Configuration of a Small-Scale High-Performance Computing System – Part I

High-Performance Computing Setup – Part I - Network File System and Module Management Configuration

Config NFS

Install nfs-kernel-server on your head node and nfs-common on your compute node.

For head node

apt install nfs-kernel-server

For compute node

apt install nfs-common

Configure the shared dir from your head node by modifying /etc/exports.

/opt 192.168.1.0/24(ro,sync,no_subtree_check)
/home 192.168.1.0/24(rw,sync,no_subtree_check)
/scratch 192.168.1.0/24(rw,sync,no_subtree_check)

Run the following command to make the settings take effect.

/sbin/exportfs -ra

Mount the shared dir in compute nodes.

mount j35a:/opt /opt
mount j35a:/home /home 
mount j35a:/scratch /scratch 

Setup auto mount by editing /etc/fstab.

On head node we need to auto mount the external hard drive to scratch folders. UUID of the external hard drive can be found using lsblk -f /dev/sda1.

UUID=fd2391a4-72ca-4926-bd1c-8bd0d44a4448 /scratch ext4 defaults 0 2
UUID=2cf23a6c-2524-4fa1-963e-4d3465b99008 /scratch2 ext4 defaults 0 2

On compute nodes we need to auto mount the shared dirs (opt, home and scratch) from head node (ip:192.168.1.1)

192.168.1.1:/opt /opt nfs defaults,_netdev 0 0
192.168.1.1:/home /home nfs defaults,_netdev 0 0
192.168.1.1:/scratch /scratch nfs defaults,_netdev 0 0

Add user with user id and the same group id. This has to be done on very node (head node an compute nodes)

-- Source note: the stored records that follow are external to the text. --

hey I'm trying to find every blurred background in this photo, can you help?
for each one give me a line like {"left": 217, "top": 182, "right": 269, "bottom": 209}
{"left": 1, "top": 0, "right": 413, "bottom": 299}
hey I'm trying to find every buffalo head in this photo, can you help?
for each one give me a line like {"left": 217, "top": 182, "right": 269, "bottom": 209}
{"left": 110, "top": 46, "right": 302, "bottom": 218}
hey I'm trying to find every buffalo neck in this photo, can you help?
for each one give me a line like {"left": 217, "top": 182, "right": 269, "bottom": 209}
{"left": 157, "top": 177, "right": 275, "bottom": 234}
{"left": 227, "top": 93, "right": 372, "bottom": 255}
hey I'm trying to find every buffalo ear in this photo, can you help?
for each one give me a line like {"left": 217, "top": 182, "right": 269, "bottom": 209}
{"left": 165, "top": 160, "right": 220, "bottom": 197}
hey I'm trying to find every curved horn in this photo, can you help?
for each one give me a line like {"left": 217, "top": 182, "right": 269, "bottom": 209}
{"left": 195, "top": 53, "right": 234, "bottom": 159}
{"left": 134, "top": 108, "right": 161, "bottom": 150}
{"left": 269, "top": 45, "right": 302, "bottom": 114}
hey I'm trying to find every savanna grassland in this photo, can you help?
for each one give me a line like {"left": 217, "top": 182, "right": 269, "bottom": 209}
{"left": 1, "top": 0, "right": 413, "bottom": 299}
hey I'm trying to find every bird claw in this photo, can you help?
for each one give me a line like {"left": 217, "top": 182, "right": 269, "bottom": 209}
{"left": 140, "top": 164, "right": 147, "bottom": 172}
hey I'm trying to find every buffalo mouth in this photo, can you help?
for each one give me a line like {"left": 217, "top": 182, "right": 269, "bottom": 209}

/sbin/adduser -u 1002 chenxi
/sbin/adduser -u 1003 nam
/sbin/adduser -u 1004 jianghong

/sbin/adduser -u 1005 guanming
/sbin/adduser -u 1006 chengxi
/sbin/adduser -u 1007 ningwen

/sbin/adduser -u 1008 junbo
/sbin/adduser -u 1009 haoyang
/sbin/adduser -u 1010 choi

Create a dir in shared /scratch links for every user and give them permision. This only need to be done on head node.

Example.

cd /scratch
mkdir chenxi
chown chenxi:chenxi ./chenxi
ln -s /scratch/chenxi /home/chenxi/scratch

Config SLURM

Install slurm using the following command on both head node and compute nodes.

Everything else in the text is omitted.